今週の短国市場は、閑散なマーケットだった。9日の6M物の入札後は、全般的に在庫の積み上がりが見られる地合いとなっていた。3M物は、週半ばまでは▲0.180%近辺での出合いも見られたものの、世界的に債券相場が弱含む中、週末には入札が不調だったことを受けてレートが大幅に上昇した。
9日に実施された6M物の入札は、WI取引において▲0.290%から▲0.315%まで買い進まれる展開となったものの、平均落札利回▲0.2883%、按分落札利回▲0.2643%と、WI取引ほどの強さは見られず、テールも流れる結果となった。結果発表後のセカンダリーマーケットでは、▲0.290~▲0.275%での出合いが見られた。
11日に実施された短国買入オペは、5,000億円でオファーされた。オペ通告後に6M物が▲0.275~▲0.270%で出合う展開となる中、平均落札利回較差+0.006%、按分落札利回較差+0.002%と、在庫調整の売りからか小甘い結果となった。

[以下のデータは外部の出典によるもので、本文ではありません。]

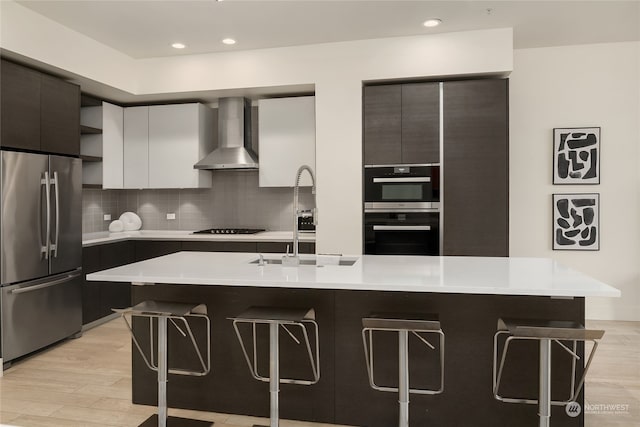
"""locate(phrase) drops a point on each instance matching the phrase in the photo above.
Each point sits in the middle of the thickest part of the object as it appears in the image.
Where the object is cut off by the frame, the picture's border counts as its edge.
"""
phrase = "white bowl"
(116, 226)
(131, 221)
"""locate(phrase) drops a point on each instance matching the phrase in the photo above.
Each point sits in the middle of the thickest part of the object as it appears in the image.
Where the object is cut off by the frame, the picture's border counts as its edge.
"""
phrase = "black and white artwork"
(576, 156)
(576, 219)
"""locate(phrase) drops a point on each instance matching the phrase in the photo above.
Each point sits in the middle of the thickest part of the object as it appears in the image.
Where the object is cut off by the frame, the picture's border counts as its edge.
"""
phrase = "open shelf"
(88, 130)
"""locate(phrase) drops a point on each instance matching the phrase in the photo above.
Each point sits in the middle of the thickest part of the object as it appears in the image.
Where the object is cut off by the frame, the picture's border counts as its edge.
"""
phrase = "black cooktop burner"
(230, 231)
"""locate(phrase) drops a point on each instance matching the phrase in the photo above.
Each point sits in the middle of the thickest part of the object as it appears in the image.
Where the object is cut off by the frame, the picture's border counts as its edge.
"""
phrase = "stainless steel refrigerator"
(40, 251)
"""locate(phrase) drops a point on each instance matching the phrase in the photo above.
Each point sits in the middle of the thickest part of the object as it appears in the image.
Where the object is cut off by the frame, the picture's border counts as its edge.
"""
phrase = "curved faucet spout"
(296, 210)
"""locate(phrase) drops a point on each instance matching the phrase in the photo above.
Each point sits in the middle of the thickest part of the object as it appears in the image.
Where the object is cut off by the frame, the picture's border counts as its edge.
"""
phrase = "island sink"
(340, 261)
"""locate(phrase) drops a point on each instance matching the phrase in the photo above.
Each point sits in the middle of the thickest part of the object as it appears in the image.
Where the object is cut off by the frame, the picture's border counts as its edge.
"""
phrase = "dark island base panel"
(343, 395)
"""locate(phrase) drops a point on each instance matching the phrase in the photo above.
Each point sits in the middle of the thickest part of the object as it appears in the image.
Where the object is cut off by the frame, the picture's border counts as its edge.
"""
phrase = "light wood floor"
(86, 382)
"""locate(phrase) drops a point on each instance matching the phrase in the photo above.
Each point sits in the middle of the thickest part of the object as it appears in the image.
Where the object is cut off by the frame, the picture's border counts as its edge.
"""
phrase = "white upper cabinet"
(163, 142)
(179, 136)
(286, 139)
(136, 147)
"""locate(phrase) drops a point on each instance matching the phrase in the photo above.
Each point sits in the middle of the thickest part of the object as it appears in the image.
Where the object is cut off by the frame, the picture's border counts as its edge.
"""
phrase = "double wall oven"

13日に実施された3M物の入札は、WI取引において▲0.150~▲0.145%で出合う展開となったものの、平均落札利回▲0.1431%、按分落札利回▲0.1236%と、前回債からレートが上昇し、テールも流れる結果となった。

CD・CP市場

今週のCP市場は、小売・ゴム製品・電気機器業態等で大型案件が実施されたものの、9月末の残高調整の動きからか、週間発行総額8,500億円程度に対して、週間償還総額は1兆3,500億円程度と大幅な償還超のマーケットとなった。償還超とはなったものの、市場残高は週を通して21兆円台半ばで推移しており、前年比でプラス2兆円程度と、高水準の残高を維持している。発行レートは期内物に関しては0%近辺での出合が中心となっているが、投資家の運用ニーズの強い四半期を跨ぐ銘柄に関しては僅かなマイナスでの決着も見られている。

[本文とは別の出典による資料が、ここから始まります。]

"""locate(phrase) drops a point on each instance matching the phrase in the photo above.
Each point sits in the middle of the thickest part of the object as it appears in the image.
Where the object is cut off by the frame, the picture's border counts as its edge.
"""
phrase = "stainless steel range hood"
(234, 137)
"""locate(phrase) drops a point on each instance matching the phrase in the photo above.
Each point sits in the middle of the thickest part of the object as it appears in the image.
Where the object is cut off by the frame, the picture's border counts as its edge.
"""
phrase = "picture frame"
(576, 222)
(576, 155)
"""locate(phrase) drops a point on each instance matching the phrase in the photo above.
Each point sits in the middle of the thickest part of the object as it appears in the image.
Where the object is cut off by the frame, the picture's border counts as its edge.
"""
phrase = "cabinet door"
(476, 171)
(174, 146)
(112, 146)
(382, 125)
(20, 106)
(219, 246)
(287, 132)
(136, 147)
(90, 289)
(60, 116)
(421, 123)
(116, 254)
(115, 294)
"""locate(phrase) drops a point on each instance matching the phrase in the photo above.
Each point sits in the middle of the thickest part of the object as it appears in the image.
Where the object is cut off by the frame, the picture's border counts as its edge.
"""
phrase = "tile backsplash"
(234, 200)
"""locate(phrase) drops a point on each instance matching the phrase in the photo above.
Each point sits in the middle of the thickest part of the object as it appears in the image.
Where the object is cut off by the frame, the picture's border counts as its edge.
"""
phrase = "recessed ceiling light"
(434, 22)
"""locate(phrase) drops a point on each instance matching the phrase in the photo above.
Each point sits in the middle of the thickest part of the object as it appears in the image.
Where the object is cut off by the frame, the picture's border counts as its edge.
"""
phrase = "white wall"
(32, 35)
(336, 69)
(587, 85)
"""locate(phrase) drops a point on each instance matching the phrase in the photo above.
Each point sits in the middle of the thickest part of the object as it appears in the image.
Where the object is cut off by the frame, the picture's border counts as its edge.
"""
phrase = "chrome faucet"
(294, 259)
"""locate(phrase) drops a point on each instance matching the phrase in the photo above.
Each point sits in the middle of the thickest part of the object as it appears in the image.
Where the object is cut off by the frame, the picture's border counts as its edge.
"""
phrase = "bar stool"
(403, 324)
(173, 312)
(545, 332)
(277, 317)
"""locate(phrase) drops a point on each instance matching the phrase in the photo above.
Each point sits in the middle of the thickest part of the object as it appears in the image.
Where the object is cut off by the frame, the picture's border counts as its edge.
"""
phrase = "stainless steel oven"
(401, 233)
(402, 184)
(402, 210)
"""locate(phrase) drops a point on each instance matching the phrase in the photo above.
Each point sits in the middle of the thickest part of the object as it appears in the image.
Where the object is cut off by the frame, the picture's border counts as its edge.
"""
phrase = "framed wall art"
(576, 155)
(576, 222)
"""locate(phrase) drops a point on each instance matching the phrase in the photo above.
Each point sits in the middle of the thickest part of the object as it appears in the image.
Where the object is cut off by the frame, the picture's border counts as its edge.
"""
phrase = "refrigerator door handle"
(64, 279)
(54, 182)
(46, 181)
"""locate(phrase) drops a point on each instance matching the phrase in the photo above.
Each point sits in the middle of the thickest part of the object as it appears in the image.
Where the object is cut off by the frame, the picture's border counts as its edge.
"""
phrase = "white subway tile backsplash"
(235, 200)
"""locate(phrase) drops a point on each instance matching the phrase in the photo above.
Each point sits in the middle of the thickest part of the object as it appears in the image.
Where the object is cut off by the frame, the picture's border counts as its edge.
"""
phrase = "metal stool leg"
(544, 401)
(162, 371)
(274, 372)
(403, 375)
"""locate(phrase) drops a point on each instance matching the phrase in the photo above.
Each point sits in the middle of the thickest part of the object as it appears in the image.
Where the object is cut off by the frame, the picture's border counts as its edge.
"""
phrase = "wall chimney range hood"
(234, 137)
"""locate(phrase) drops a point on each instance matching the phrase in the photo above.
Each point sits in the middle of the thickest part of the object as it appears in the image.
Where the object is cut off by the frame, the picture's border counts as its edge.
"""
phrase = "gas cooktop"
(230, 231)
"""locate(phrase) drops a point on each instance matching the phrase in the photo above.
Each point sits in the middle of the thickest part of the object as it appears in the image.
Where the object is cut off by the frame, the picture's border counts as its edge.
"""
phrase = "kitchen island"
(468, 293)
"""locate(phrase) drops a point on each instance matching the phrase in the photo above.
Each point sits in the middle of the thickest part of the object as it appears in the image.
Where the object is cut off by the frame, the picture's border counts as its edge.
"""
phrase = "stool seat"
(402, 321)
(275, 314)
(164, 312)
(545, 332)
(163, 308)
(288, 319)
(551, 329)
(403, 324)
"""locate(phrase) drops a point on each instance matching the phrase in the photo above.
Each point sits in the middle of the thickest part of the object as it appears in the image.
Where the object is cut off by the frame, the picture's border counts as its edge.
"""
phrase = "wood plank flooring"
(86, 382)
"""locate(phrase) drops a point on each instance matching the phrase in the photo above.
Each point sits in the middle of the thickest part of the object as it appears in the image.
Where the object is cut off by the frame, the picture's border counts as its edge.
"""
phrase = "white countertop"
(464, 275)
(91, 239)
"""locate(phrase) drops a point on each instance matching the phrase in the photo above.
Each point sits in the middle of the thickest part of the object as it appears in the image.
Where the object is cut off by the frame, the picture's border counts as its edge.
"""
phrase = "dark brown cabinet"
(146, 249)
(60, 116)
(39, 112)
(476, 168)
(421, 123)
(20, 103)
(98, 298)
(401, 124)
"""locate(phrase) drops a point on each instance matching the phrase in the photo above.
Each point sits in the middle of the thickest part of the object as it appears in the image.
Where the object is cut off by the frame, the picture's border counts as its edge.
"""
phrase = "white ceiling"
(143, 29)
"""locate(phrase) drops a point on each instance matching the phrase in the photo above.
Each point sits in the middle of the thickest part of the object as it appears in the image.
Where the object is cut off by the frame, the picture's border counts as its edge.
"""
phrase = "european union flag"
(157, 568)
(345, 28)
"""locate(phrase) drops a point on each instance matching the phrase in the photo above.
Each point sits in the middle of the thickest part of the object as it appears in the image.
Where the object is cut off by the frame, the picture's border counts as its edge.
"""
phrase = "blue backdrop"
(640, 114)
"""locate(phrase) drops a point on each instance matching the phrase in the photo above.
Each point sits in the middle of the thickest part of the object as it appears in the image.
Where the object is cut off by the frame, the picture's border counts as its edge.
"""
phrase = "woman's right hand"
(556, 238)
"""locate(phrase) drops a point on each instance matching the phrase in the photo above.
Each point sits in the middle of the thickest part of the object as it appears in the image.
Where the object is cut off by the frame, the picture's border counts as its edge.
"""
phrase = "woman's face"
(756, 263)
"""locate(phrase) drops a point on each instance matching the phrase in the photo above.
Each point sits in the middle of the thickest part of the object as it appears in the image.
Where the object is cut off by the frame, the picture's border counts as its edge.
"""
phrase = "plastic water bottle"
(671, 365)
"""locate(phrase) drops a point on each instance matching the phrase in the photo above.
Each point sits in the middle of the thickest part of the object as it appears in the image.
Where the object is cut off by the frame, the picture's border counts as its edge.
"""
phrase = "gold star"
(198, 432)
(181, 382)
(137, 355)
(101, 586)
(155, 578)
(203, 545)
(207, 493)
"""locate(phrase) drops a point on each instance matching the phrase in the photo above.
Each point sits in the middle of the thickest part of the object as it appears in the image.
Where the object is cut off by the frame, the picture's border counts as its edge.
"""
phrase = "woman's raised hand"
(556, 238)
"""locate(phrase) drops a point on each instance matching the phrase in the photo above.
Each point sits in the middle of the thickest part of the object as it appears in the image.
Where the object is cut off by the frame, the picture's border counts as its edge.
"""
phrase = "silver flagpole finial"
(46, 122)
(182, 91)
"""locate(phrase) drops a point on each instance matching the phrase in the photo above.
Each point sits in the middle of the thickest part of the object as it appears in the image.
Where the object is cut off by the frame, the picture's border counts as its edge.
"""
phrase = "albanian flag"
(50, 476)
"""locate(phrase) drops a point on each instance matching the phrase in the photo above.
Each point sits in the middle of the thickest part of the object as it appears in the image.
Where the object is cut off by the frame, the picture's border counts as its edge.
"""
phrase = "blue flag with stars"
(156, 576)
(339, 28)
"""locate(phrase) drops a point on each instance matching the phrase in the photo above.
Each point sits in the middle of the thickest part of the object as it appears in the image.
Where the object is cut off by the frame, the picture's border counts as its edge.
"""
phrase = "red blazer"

11日にはCP等買入オペが事前予定通りオファー額4,000億円で実施された。前回のオペから間もなく、発行が膨らんでいないことから更なるレート低下が期待されるなか、結果は平均落札レートが▲0.006%・按分レートが▲0.009%となった。予想通り平均・按分レートともに前回比(平均▲0.003%・按分▲0.006%)で低下したものの、高水準の市場残高を反映してか金利低下は小幅にとどまった。